Teruslah Hidup, Adelio

Adelio membuka mata ketika menyadari ombak Perairan Cempedak mengombang-ambing tubuhnya. Ia melihat ke bawah dan mendapati kedalaman laut yang tak terhingga. Ia mendongak ke langit, semburat cahaya matahari baru saja hendak menyapanya dari ufuk timur. Ia baru saja menyadari bahwa dirinya telah mengapung semalaman di tengah laut setelah mendapati sebagian kulitnya yang mulai mengeriput. Ia tidak menyadari apa yang ia alami. Semua itu ia rasakan berjalan begitu saja. Setidaknya, di antara rasa bingungnya itu, cahaya pagi memberi napas baru untuk Adelio.

Adelio menggerakkan tangannya untuk mendayung tubuhnya yang terasa berat. Seketika ia melihat daratan tidak jauh dari keberadaannya. Aneh, ini begitu aneh. Ia menemukan sebuah sampan tepat di sebelahnya lengkap dengan dayung yang kelihatannya baru saja digunakan seseorang. Ia melihat ke kiri dan ke kanan namun tidak mendapati siapapun selain dirinya di sana. Hanya ada sayup-sayup suara ombak yang pecah diterpa angin sebelum sampai ke bibir pantai. Lantas, ia segera menaiki sampan itu dan segera menuju daratan yang ia lihat tadi.

Sungguh, Adelio terbelalak ketika ia baru saja menambatkan sampan itu di sebuah dermaga kecil dengan langkah yang terseok dan menemukan kekasihnya sedang melambaikan tangan ke arahnya. Senyum perempuan itu terukir di wajahnya yang berseri. Bibirnya yang tipis terbuka memanggil nama Adelio dari kejauhan.

“Lekaslah ke daratan. Tubuhmu begitu lemah,” ucap kekasih Adelio. Lembut.

Adelio masih tidak dapat berkata apapun. Kekasihnya berinisiatif mengeringkan tubuh Adelio yang sebagian sudah kering diterpa angin laut pagi.

Ia ingat, sebelum berada di sana, ia sedang duduk bersama kekasihnya di teras supermarket di tengah Kota Kendari. Saat itu, Adelio membuat janji temu dengan kekasihnya selepas pulang dari rutinitas bekerja yang melelahkan. Energi Adelio habis tersedot di kantor. Selama perjalanan pulang itu, raut wajahnya tidak pernah berseri. Saat berkendara adalah waktu yang tepat bagi Adelio untuk berterus terang. Ia mendapati dirinya yang lain sebagai sosok pendengar yang baik bagi dirinya yang saat ini. Itulah rahasia Adelio.
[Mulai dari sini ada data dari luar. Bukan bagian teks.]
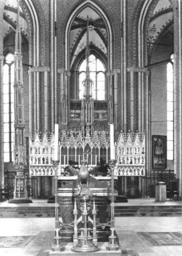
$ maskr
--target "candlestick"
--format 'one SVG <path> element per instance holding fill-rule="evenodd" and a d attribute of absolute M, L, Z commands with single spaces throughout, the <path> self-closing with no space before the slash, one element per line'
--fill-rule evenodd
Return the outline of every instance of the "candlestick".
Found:
<path fill-rule="evenodd" d="M 119 246 L 117 238 L 116 236 L 115 227 L 115 188 L 114 188 L 114 169 L 116 164 L 116 160 L 111 160 L 109 163 L 111 172 L 111 203 L 110 204 L 111 207 L 111 218 L 110 218 L 110 234 L 109 237 L 109 242 L 106 246 L 107 250 L 119 250 Z"/>
<path fill-rule="evenodd" d="M 110 160 L 115 159 L 114 127 L 113 123 L 110 124 Z"/>
<path fill-rule="evenodd" d="M 64 167 L 66 166 L 66 155 L 64 155 Z"/>
<path fill-rule="evenodd" d="M 58 124 L 56 123 L 54 128 L 54 160 L 58 160 Z"/>

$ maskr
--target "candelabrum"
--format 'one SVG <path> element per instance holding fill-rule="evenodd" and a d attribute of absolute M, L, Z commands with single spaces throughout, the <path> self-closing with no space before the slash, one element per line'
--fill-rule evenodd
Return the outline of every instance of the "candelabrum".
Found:
<path fill-rule="evenodd" d="M 76 199 L 75 199 L 74 209 L 74 244 L 72 250 L 75 252 L 94 252 L 99 250 L 98 246 L 97 236 L 96 234 L 96 210 L 95 199 L 93 202 L 92 215 L 93 219 L 89 216 L 88 212 L 90 210 L 90 198 L 88 195 L 83 195 L 80 197 L 80 209 L 81 215 L 77 220 L 78 211 Z M 93 225 L 93 228 L 88 226 L 90 222 Z M 82 227 L 78 229 L 78 225 L 81 223 Z M 93 231 L 93 236 L 90 232 Z M 78 231 L 80 234 L 78 236 Z"/>
<path fill-rule="evenodd" d="M 64 246 L 61 245 L 61 237 L 59 236 L 59 204 L 58 203 L 58 188 L 57 188 L 57 170 L 59 160 L 52 160 L 54 166 L 54 186 L 55 186 L 55 237 L 54 238 L 54 242 L 52 246 L 53 251 L 64 251 Z"/>
<path fill-rule="evenodd" d="M 119 250 L 119 243 L 117 241 L 117 237 L 116 236 L 115 228 L 115 188 L 114 188 L 114 170 L 116 164 L 115 160 L 111 160 L 109 165 L 111 173 L 111 219 L 110 219 L 110 234 L 109 237 L 109 242 L 106 246 L 107 250 Z"/>

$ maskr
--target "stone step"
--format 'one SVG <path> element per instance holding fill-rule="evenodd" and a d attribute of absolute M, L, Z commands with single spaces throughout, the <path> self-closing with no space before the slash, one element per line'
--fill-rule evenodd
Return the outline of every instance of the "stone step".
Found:
<path fill-rule="evenodd" d="M 116 205 L 116 217 L 124 216 L 181 216 L 182 205 L 122 206 Z M 0 217 L 4 218 L 54 217 L 54 206 L 1 207 Z"/>

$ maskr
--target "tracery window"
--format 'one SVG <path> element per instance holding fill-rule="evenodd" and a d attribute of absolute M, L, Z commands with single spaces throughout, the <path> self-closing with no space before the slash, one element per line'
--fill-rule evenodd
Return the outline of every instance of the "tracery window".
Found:
<path fill-rule="evenodd" d="M 5 162 L 14 161 L 14 56 L 5 57 L 3 74 L 4 156 Z"/>
<path fill-rule="evenodd" d="M 79 72 L 79 98 L 83 98 L 84 91 L 84 82 L 86 78 L 86 60 L 81 64 Z M 98 100 L 106 99 L 105 70 L 102 61 L 91 54 L 89 57 L 89 77 L 91 80 L 92 97 Z"/>
<path fill-rule="evenodd" d="M 174 83 L 173 54 L 167 65 L 167 139 L 168 160 L 173 160 L 174 152 Z"/>

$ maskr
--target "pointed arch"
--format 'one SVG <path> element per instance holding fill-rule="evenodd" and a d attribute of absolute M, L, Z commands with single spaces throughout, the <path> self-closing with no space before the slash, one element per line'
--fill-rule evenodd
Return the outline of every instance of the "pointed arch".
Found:
<path fill-rule="evenodd" d="M 75 8 L 67 20 L 65 31 L 65 69 L 66 71 L 68 71 L 68 70 L 69 69 L 70 60 L 69 43 L 70 41 L 70 32 L 72 23 L 78 13 L 87 7 L 89 7 L 90 8 L 93 9 L 97 12 L 99 13 L 100 15 L 102 17 L 105 23 L 108 35 L 108 38 L 109 42 L 108 44 L 108 56 L 109 57 L 108 69 L 111 70 L 112 67 L 112 34 L 111 27 L 110 24 L 109 20 L 108 20 L 104 12 L 99 6 L 98 6 L 96 3 L 93 2 L 90 0 L 86 0 L 83 3 L 79 5 L 76 8 Z"/>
Selama terjaga di depan komputer dan tumpukan berkas, ia merasa sel-sel dalam tubuhnya seakan-akan berserakan. Benar-benar tak ada jejak.

Obrolan mereka malam itu memanjang. Adelio barangkali tertekan. Ia meminta kekasihnya untuk hidup bersama dengannya. Namun, permintaannya aneh. Ia mengatakan akan mengajak kekasihnya itu untuk membangun rumah di sebuah padang tak berpenghuni lalu menetap di sana. Hanya ada mereka kelak.

“Bukankah ini rumah yang waktu itu, kau berandai ingin hidup bersamaku di sana? Lekaslah, anak-anak kita menantimu sedari petang kemarin.”

Kekasihnya menuntun tubuhnya hingga ke tengah pulau. Tengkuknya terasa dingin saat udara berembus. Ia berkeringat usai berjalan sekitar satu kilo jauhnya. Di sana, ia menemukan sebuah hamparan padang yang luas disertai sepoi angin yang menyejukkan. Dua anak kecil, laki-laki dan perempuan berusia sekitar tujuh tahunan itu sedang lari-larian di antara pematang perkebunan sawi. Sementara tidak jauh dari kedua anak itu, ia mendapati bangunan rumah dari kayu yang tidak terlalu besar, lengkap dengan perkebunan sayur yang mengelilinginya.

“Mereka bahagia, bukan? Kau tahu? Mereka tumbuh dengan baik. Kau pasti mengakuinya juga.”

Adelio diam sejenak. Bagaimanapun, pemandangan itu sesuai dengan apa yang diinginkan Adelio jauh-jauh hari.

“Di duniaku dulu, aku sama sekali tidak memiliki pilihan lain selain menguras diri untuk dapat bertahan hidup. Untuk memenuhi keinginan saja, rasanya sudah seperti memerah susu dari kambing jantan tua,” Adelio memecah keheningan.

Ia menarik napas panjang, memandangi wajah kekasihnya perlahan, “Belakangan ini aku sering menertawakan diri sendiri atas banyak hal yang aku alami sepanjang hidupku. Pernah suatu waktu aku membaca memoar Viktor Frankl, seseorang yang selamat dari tragedi Holocaust. Ia mengatakan bahwa humor adalah senjata jiwa.” Penjelasan Adelio terhenti sejenak. “Apa kau sepakat dengan itu? Aku sendiri kadang mengiyakan ucapannya. Bagaimanapun, walau hanya hitungan beberapa detik saja, humor dapat mengatasi apa pun itu. Komedi memang menjadi puncak sebuah tragedi. Sebuah energi tiba-tiba muncul dan seakan-akan membisikkanmu bahwa ada hal yang pantas untuk ditertawakan.”

“Aku tahu, humor membantuku untuk bertahan dari kesuraman,” Adelio menarik napas panjang.

Adelio teringat dengan kehidupannya yang memuakkan. Ia mesti bangun pagi untuk berangkat bekerja lalu pulang dan tidur. Setelahnya, dalam hitungan beberapa jam ia akan melakukan hal serupa itu lagi. Setiap hari. Berulang kali ia harus mencela rutinitas semu itu. Yang ada di pikiran Adelio adalah bagaimana cara ia bisa meninggalkan kota ini dan hidup mengembara tanpa tujuan. Bebas.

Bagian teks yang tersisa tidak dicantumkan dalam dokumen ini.